Faults at the ATMs are being linked to devices allegedly used in attempts to cheat customers, prosecutors revealed.
Gabriel Popa, 28, who is accused of tampering with machines, is seeking permission to work in Spain.
The application was adjourned until guarantees could be obtained from the proposed employer.
Mr Popa is charged with 15 offences including criminal damage, possession of articles for use in fraud, attempted theft and having false identity documents.
The Romanian national, with an address at The Elms, Malone Road, Belfast, was detained with another man in Lisburn on 5 July.
He was allegedly carrying a screwdriver, scissors, cloned bank cards and a counterfeit Dutch identity card.
The court heard that following arrest he replied: "I'm on holiday."
Prosecution barrister Fiona O'Kane said police who tracked the suspects using CCTV cameras discovered that Halifax, Bank of Ireland and Northern Bank ATMs in the area were out of order.
She said the devices, known as traps, were used at six bank cash dispensers in Lisburn city centre.
Devices are put into machines immediately after use so that money is withheld from the next customer, the court was told.
Fraudsters can then seize the cash debited to the victim's account.
Mrs O'Kane added: "Further enquiries revealed six Ulster Banks and a Santander branch in Belfast had been identified with similar faults on 4 July."
A counterfeit card used at those machines before they went out of service was allegedly found on Mr Popa.
He has denied any involvement with the trap devices.
A laptop and card-reader was seized from the home of his co-accused.
This man claimed the reading device belonged to a Romanian national but refused to say anything more for fear of reprisals, the court was told.
Mr Popa, who was previously granted bail, was seeking a variation to allow him to take a job offer in Malaga.

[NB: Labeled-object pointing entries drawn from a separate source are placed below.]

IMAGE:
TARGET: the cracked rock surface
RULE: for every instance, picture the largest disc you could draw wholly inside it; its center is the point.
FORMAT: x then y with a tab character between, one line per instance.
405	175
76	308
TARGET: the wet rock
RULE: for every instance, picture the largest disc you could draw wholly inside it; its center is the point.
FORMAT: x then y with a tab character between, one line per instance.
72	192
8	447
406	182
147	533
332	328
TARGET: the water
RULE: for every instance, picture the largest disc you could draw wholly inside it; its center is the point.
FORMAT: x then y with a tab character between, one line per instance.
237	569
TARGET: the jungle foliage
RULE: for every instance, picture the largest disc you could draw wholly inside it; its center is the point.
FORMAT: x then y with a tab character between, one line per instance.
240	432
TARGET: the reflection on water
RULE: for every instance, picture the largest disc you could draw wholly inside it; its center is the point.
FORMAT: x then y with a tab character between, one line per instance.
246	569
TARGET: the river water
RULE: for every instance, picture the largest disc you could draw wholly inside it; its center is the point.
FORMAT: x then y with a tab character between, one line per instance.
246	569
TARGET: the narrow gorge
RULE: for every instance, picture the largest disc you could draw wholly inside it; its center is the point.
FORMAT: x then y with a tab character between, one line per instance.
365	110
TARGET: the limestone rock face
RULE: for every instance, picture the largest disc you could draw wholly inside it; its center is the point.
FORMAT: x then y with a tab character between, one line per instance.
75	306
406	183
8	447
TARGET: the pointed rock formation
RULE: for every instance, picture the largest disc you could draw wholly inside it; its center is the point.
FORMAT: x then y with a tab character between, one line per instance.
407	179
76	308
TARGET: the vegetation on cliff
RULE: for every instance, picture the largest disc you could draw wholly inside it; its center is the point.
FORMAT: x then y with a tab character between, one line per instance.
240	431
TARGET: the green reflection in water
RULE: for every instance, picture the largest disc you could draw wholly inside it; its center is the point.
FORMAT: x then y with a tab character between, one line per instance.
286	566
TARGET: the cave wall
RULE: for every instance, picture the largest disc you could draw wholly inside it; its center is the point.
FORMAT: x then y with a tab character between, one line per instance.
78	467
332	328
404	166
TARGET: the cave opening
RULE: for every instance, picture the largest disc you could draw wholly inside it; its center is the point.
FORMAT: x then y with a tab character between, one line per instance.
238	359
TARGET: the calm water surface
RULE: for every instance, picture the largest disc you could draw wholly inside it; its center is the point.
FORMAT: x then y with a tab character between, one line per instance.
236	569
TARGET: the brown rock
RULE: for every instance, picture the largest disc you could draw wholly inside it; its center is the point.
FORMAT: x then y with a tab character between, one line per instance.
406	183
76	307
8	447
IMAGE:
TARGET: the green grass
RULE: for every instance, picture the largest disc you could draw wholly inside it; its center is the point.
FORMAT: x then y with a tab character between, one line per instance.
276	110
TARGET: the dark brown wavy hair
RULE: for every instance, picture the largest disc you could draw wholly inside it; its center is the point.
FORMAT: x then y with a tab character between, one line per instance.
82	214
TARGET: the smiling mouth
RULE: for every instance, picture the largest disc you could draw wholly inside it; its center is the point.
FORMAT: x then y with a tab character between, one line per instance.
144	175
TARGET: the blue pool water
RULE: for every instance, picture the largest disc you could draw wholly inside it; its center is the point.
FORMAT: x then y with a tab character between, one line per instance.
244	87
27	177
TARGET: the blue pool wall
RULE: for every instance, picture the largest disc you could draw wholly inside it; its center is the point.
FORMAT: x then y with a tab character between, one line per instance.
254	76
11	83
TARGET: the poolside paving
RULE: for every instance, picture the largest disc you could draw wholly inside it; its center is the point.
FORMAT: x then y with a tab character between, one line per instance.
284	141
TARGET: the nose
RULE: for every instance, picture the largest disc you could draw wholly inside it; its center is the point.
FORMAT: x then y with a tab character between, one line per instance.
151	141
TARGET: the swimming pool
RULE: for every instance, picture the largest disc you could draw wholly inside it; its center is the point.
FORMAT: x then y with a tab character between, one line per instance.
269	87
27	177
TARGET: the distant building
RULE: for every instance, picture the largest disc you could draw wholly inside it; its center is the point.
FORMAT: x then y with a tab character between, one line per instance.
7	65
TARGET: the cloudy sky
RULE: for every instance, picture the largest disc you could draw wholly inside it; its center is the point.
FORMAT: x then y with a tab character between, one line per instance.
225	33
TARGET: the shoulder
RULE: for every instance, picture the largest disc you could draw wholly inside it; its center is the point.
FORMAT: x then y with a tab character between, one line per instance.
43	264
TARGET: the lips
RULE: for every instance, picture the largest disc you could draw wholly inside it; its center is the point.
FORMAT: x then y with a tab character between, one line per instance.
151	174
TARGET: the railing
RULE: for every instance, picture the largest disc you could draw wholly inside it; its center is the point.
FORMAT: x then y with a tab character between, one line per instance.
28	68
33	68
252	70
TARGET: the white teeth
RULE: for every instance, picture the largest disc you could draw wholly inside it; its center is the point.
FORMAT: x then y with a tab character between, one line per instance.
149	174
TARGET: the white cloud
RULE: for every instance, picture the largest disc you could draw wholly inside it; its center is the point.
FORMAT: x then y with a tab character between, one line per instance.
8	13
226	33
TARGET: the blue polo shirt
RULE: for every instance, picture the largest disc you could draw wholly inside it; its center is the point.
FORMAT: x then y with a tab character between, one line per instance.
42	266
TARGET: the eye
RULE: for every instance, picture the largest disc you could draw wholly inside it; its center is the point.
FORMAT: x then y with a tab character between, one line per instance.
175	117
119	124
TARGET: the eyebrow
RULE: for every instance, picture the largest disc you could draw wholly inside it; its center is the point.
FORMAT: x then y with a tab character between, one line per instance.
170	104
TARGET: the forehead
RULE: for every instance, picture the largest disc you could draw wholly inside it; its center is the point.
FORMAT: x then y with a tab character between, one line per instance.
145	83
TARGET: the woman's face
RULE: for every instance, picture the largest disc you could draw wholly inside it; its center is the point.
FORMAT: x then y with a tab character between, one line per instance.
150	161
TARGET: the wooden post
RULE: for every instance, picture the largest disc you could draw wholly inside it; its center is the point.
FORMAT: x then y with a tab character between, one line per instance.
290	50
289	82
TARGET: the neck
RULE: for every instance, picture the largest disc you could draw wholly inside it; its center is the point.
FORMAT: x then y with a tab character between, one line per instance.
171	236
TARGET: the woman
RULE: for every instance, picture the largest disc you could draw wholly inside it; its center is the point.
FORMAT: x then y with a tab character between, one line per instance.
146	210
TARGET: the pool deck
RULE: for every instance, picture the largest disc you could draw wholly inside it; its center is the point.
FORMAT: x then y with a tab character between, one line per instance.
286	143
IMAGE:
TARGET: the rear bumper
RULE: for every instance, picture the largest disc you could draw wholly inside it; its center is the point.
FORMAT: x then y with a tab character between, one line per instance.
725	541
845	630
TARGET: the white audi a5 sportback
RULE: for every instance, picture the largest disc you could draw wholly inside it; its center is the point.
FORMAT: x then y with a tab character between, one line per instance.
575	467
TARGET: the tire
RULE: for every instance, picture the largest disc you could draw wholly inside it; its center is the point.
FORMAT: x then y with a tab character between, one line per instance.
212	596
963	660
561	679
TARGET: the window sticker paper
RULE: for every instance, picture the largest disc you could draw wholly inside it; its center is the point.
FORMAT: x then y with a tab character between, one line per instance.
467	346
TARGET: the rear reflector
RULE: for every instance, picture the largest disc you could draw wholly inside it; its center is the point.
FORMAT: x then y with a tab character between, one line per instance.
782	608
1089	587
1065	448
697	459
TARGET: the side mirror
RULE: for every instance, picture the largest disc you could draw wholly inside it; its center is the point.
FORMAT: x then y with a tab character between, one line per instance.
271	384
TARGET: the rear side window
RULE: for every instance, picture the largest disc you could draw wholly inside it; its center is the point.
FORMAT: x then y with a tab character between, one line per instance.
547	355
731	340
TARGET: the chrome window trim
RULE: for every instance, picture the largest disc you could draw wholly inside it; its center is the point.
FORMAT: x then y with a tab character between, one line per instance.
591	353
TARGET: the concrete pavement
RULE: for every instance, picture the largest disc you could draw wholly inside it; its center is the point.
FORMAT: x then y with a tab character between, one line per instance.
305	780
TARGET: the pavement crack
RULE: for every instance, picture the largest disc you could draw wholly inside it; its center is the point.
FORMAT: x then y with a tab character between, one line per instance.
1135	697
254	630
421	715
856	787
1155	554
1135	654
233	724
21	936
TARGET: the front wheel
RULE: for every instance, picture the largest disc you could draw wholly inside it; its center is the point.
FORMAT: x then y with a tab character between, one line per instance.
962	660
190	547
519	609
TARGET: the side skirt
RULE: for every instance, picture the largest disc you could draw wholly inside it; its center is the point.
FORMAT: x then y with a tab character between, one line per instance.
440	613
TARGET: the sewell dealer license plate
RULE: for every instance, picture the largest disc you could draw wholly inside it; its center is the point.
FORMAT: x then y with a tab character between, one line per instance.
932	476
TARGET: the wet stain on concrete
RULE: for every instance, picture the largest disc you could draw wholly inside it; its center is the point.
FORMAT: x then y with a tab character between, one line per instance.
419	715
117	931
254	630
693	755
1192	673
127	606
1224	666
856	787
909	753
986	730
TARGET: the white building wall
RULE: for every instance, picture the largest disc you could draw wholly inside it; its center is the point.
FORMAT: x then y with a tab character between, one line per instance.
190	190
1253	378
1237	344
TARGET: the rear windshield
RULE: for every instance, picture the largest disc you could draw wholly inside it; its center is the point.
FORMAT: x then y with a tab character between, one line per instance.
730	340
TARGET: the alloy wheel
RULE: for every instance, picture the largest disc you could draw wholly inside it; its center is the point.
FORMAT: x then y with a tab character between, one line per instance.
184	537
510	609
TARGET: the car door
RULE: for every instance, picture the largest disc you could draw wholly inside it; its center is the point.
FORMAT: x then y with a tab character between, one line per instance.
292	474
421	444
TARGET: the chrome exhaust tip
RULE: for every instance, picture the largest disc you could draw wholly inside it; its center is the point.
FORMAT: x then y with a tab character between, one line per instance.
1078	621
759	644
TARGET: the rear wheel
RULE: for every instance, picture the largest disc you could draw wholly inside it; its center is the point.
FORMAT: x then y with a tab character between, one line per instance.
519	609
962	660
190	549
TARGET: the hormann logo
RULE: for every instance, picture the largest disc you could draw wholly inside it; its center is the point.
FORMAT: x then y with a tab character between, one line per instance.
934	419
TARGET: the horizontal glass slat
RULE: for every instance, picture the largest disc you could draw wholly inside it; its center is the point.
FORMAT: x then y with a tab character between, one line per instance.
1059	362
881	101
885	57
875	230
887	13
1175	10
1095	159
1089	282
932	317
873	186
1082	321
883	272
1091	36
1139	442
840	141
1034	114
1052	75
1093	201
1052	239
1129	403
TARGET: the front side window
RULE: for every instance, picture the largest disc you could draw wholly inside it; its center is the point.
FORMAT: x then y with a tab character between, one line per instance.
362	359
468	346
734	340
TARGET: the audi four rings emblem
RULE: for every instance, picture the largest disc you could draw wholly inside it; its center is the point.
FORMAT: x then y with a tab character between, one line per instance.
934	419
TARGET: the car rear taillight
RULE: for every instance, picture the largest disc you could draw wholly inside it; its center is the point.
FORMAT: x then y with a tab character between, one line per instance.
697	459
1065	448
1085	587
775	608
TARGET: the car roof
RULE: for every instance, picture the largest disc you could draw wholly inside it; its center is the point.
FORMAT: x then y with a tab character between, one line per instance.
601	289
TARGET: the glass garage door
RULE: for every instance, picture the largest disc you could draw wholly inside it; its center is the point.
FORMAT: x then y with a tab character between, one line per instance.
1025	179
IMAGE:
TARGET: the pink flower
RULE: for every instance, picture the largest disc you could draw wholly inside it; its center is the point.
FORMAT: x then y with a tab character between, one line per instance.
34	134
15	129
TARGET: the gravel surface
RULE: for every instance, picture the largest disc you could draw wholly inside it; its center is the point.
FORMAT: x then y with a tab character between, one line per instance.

Defence counsel Jonathan Browne disputed prosecution claims that his client may not return if allowed to leave Northern Ireland.
The barrister argued that Mr Popa could have fled at any time since being released on bail.
He said the accused, who has degrees in management and sports studies, had previously worked in Spain after following his parents there on completion of his education.
Adjourning the application, Mr Justice Horner said he would be seeking a £15,000 cash deposit and daily assurances that Mr Popa was still in Malaga working for the proposed employer.